Walt was listening, waiting. “That’s where it would be, I’m assuming.”
“Walt, Toby’s teacher questionnaire was forged; the one that helped diagnose him.”
“Forged?” Walt sounded dubious. “Sean, my heart goes out to you. But who would do that? Really. Who?”
“That’s where I thought you could help. If the school is trying to get parents to put their kids on these drugs … I mean if it happened to Toby, then why wouldn’t it have happened with other kids too?”
“If what you’re saying is true …” He stopped. “Well, we need to find out if it’s true. That’s the first step. I hope you’re wrong, Sean—that it’s just a misunderstanding. Because if you’re not …”
“What would your first step be? If you were me?”
He listened to Walt thinking. “Come to lunch today at the Yale Club,” he said, finally. “I’m meeting Bruce Daniels there at one. I can give him the basics of what you told me, if you’re okay with that. Maybe he can do some digging this morning and the three of us can sit down and figure out what the hell is going on.”

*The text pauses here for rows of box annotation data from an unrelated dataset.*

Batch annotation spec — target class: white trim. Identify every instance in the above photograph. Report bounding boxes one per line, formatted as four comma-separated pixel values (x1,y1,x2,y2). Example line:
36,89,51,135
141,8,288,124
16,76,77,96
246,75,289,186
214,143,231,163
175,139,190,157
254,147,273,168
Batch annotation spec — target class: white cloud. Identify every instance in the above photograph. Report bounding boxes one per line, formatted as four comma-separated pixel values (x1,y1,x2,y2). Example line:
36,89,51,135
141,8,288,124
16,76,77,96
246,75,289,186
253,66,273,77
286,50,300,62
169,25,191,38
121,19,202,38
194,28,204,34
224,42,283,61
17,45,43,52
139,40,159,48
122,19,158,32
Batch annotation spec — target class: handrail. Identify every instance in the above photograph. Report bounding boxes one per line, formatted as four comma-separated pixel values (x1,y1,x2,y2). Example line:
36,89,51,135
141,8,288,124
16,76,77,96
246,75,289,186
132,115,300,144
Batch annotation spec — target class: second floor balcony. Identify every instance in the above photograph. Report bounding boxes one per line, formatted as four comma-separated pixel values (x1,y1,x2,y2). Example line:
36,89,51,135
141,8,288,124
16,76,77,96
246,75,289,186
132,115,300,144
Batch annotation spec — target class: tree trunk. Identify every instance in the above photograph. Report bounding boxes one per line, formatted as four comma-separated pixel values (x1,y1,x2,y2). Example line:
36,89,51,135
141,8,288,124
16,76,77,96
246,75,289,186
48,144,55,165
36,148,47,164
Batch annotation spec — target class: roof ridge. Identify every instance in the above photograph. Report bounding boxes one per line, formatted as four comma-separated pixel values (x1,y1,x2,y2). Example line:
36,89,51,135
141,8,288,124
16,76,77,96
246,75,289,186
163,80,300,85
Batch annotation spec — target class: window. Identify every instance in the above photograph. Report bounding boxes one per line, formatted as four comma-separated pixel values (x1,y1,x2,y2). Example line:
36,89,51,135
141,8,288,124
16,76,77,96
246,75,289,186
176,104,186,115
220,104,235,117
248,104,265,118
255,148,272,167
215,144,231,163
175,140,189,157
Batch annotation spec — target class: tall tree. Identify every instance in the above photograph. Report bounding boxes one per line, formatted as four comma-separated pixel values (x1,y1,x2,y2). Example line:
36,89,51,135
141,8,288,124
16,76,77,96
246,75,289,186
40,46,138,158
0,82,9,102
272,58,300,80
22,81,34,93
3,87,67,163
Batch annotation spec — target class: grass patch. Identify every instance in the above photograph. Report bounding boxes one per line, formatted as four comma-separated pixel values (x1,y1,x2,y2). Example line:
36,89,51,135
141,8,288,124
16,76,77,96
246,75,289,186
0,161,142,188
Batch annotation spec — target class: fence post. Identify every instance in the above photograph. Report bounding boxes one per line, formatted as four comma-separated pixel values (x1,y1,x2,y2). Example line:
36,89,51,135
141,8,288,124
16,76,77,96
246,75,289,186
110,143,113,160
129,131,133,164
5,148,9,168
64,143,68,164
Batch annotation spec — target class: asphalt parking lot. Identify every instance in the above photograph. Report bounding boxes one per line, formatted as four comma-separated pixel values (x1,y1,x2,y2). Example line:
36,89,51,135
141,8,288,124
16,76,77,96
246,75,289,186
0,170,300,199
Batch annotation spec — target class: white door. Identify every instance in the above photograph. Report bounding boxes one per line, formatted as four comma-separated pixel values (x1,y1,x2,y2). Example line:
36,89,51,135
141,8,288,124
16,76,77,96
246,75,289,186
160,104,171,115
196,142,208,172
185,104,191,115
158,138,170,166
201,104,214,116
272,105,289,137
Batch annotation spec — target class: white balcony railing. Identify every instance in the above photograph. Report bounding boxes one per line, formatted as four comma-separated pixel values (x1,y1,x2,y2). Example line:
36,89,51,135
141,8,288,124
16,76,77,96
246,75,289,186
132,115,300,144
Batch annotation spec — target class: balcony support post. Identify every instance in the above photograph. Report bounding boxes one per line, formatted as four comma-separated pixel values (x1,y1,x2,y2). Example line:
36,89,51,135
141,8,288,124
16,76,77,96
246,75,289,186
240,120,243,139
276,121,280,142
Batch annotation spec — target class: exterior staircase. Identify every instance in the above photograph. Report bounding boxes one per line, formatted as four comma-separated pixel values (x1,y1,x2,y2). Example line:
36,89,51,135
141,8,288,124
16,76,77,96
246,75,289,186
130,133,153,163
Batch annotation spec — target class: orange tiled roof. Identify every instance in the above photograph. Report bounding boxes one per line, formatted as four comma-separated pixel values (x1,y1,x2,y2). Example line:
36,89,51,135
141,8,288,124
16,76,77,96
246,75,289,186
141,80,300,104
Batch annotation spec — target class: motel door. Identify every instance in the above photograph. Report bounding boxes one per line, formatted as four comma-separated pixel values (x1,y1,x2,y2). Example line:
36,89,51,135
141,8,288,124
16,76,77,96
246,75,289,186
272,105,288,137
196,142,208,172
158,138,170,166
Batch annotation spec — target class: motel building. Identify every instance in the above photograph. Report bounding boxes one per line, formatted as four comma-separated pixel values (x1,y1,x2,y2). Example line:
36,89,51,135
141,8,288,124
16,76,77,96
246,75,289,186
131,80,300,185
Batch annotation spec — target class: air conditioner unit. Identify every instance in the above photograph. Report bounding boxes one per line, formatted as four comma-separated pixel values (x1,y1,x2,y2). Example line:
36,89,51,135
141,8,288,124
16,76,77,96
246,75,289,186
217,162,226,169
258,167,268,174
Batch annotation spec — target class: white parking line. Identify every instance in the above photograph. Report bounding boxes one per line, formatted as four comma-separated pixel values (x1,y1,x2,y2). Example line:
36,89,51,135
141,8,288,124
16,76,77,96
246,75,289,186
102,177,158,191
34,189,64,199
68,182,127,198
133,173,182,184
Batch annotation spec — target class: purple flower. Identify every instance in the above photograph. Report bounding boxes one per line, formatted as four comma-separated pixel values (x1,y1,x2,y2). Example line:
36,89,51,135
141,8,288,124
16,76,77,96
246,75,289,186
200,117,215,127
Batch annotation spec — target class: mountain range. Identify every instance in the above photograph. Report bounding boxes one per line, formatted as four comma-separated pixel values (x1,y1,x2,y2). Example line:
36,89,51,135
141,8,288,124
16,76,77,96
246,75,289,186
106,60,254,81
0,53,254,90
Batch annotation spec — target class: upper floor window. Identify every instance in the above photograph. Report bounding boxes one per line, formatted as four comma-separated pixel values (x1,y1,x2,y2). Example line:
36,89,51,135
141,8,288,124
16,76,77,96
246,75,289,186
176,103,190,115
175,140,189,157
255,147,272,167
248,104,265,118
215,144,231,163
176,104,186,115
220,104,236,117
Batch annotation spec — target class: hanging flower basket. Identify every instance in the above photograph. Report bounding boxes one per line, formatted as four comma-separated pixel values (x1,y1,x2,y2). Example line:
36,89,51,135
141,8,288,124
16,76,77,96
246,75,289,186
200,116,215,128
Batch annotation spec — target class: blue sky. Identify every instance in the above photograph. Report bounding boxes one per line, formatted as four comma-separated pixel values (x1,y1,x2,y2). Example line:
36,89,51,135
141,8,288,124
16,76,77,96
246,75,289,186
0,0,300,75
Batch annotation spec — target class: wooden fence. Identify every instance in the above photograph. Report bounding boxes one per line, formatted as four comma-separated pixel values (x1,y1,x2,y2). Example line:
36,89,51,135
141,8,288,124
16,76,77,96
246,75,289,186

He took a minute to try to imagine Headmaster Daniels eating lunch anywhere other than the Bradley dining room. He considered Walt’s proposal. The headmaster ran the school. He could push Bradley to stop medicating kids. Unless he was the one who pushed
for
medication. Unless he was the one forging the documents. “I don’t know.”
“We’ve got to nail this thing head-on,” Walt said. “I’ve known Bruce twenty years. He’s a good guy. He’ll know better than anyone what’s going on over there—and if he doesn’t, he’s in the best position to figure it out.”
The Yale Club wasn’t far from the
Buzz
offices, and Sean slipped out at lunch unnoticed. He’d passed the blue and white banner countless times, but he’d never given the Yale Club any thought until the moment he turned into the revolving door and stood in the lobby, face to face with two uniformed doormen.
“Sir, may I help you?” one of them asked from behind a podium.
“I’m meeting someone, thanks,” he said, checking out the somber portraits of old white men in academic robes.
“The Yale Club has a no-jeans policy.” He said. “I’m sorry.”
“Seriously?” He couldn’t help the smirk. “They’re just pants.”
“House rule.” The apologetic tone meant he wasn’t budging. “There’s nothing I can do.”
“I have an important meeting.” A few captains of industry seated in upholstered armchairs pulled their heads out of their
Wall Street Journals
to see what the ruckus was about. “I don’t see what my pants have to do with anything.”
“Please keep your voice down, sir,” scolded the first doorman. “We didn’t make the rule.”
Walt jogged down the staircase, his slate blue suit pants rising and falling, exposing tactful black socks and dress shoes. It was the first time he’d seen Walt in anything but jeans.
“It’s all right, Alberto. We can make an exception this time.” He flashed his winning smile. “Won’t happen again.”
Alberto cowed. “Yes Mr. Renard,” he said and stepped down.